Forschergruppen stärken Technologiestandort Thüringen
Sieben Millionen Euro für sieben Thüringer Forschergruppen / Bauhaus-Universität rückt energetische Gebäudesanierung in den Fokus
Thüringens Wirtschaftsminister Matthias Machnig hat heute in Erfurt sieben neue Industrieforschergruppen vorgestellt, die eine Förderung von rund 7 Millionen Euro aus Landes- und Mitteln des Europäischen Sozialfonds (ESF) erhalten. „Industrie-Forschung ist die Basis für eine wettbewerbsfähige Wirtschaft in Thüringen“, sagte Machnig.
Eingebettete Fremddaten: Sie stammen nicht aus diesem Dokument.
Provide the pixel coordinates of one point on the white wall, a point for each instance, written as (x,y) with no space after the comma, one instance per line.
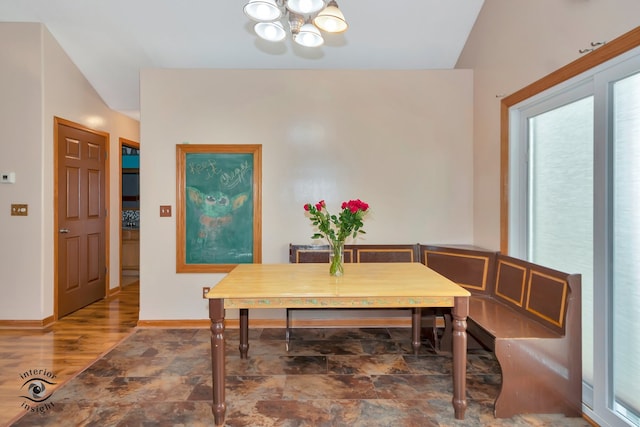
(514,43)
(399,140)
(38,81)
Die gezielte Unterstützung von industriellen Forschergruppen stärke den Innovations- und Technologiestandort Thüringen und trage dazu bei, die technologische Wertschöpfung im Land zu erhöhen. „Es geht darum, gute Ideen und Forschungsansätze schnell in innovative Produkte und Dienstleistungen zu überführen.“ Aktuelle Trends greifen zum Beispiel die beiden Forschergruppen an der Bauhaus-Universität auf: Sie werden die Energieeffizienz und die energetische Gebäudesanierung in den Fokus rücken.
Als Forschergruppen werden Teams aus drei bis zehn wissenschaftlichen und technischen Mitarbeitern definiert, die gemeinsam an einem konkreten Projekt forschen. Voraussetzung für die Förderung ist, dass das Forschungsthema marktfähig ist. Es muss von der Industrie im Freistaat genutzt werden können. „Forschung darf nicht im Elfenbeinturm stattfinden“, sagte Machnig. „Sie muss in aktuelle Entwicklungen eingebunden sein und sich auf dem Markt durchsetzen können.“ So könne Thüringen seinen Ruf als Kompetenzstandort ausbauen. Die Forschergruppen-Förderung sei Teil der Innovationsstrategie des Landes, die darauf abziele, industrienahe Forschungsbereiche gezielt zu fördern.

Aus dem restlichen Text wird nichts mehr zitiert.